Tourists can already visit the Carter Rest-House in Luxor, which has been restored and developed into a museum displaying the tools and instruments he used during his excavations.
The re-erected tomb will stay in Luxor until the completion of the Grand Egyptian Museum (GEM) overlooking the Giza plateau, where it will eventually be transferred.
The re-erection of the replica tomb is a gift to Egypt from the Factum Foundation in Madrid, the Society of Friends of the Royal Tombs of Egypt in Zurich and the University of Basel, in order to promote the EU Task Force Conference - which took place in Egypt almost a year ago - as well as to mark the 90th anniversary of the beginnings of Howard Carter's work in Luxor.
British archaeologist Howard Carter discovered Tutankhamun's tomb at the Valley of the Kings on Luxor’s west bank on 22 November 1922. The tomb was then dismantled and stored in one of the MSA's archaeological galleries.
Work on the tomb was instigated in 1988 by the Society of Friends of the Royal Tombs of Egypt, with the full support of the Supreme Council of Antiquities (SCA) - now the MSA.
The first phase of re-construction included the three tombs that are in danger from high numbers of visitors: Tutankhamun, Nefertari and Set I.
The concrete production of Tutankhamun's replica tomb started in 2009 and was completed in October 2012. The Madrid-based Factum Arte used high-tech 3D scanners to facsimile the actual tomb.

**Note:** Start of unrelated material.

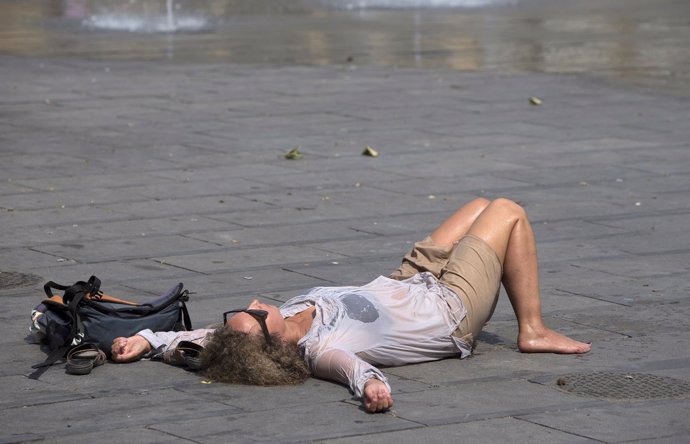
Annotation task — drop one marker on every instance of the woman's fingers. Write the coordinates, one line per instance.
(377, 398)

Director and Chief Engineer of Factum Arte Michael Ward said that Tutankhamun's replica tomb took three years to complete and involved the invention of a new technology to record every inch of the tomb and perfectly replicate it.
The ministry has long supported the idea of building replicas of the royal tombs that are currently closed, or need to be closed to the public for their protection, at Theban Necropolis, according to president of the Factum Foundation James Macmillan-Scott.
Macmillian-Scott explained that the replica tombs will provide another opportunity for visitors to admire the ancient Egyptian royal tombs and learn the history of their discovery.
They will also encourage the necessary conservation of the original tombs and promote Egypt among nations utilising specialist technology and the manual skills required for their reconstruction.